Represent CpGs in the difference in means, sum of variances space. This plot is often used to select CpGs that would be good classifiers. These CpGs are often located on the bottom left and bottom right of this plot.
Source:R/plot.R
      dmsv_plot.RdRepresent CpGs in the difference in means, sum of variances space. This plot is often used to select CpGs that would be good classifiers. These CpGs are often located on the bottom left and bottom right of this plot.
Usage
dmsv_plot(
  dat,
  target_vector = NULL,
  x_var = "diff_means",
  y_var = "sum_variance",
  id_var = "id",
  highlight_var = NULL,
  display_var = NULL,
  label_var1 = "Target",
  label_var2 = "Others",
  point_color = "black",
  subtitle = NULL
)Arguments
- dat
 Data to create dmsv plot (difference in means, sum of variances plot). Either a data.frame with `x_var`,`y_var` and `id_var` or, if `target_vector` is not `NULL` a matrix with beta values from which, given the target, the difference in means between the target and others, and the sum of variances within the target and others will be calculated.
- target_vector
 if not NULL a boolean vector with target class assignment, see data
- x_var
 Name of the column with x-axis data (difference of means).
- y_var
 Name of the column with y-axis data (sum of variances).
- id_var
 Name of the column with the feature/CpG ID.
- highlight_var
 (Optional) Name of the column with the highlighted features. Values in this column should be boolean (
TRUEfor selected,FALSEfor not selected).- display_var
 (Optional) Name of the column with the features that should be displayed in the plot as a label. Values in this column should be boolean (
TRUEfor feature that should be displayed,FALSEfor feature that should not be displayed).- label_var1
 Label of the target class. Default is
"Target".- label_var2
 Label of the other classes. Default is
"Others".- point_color
 Color of the features/CpGs in the plot. Default is
"black". If features are highlighted, non-highlighted features will have a lighter color.- subtitle
 Subtitle to be displayed in the plot. Default is
NULL.
Examples
library("CimpleG")
# load CimpleG example data
data(train_data)
data(train_targets)
# make basic plot straight from the data
plt <- dmsv_plot(
  dat = train_data,
  target_vector = train_targets$blood_cells == 1
)
print(plt)
# make plot with highlighted features
# first create a diffmeans sumvar data frame from the data
df_dmeansvar <- compute_diffmeans_sumvar(
  train_data,
  target_vector = train_targets$blood_cells==1
)
# adding a column to this data frame \code{hl_col} with random CpGs
# selected (as TRUE) or not (as FALSE) to be highlighted and displayed.

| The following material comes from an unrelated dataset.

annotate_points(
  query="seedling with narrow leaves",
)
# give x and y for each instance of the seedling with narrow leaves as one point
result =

df_dmeansvar$hl_col <- sample(c(TRUE,FALSE),nrow(df_dmeansvar),replace=TRUE,prob=c(0.1,0.9))
df_dmeansvar$dp_col <- df_dmeansvar$hl_col
plt <- dmsv_plot(
  dat=df_dmeansvar,
  highlight_var="hl_col",
  display_var="dp_col",
  label_var1="Leukocytes",
  point_color="red",
  subtitle="method: CimpleG"
)
print(plt)
#> Warning: Removed 1 rows containing missing values (`geom_label_repel()`).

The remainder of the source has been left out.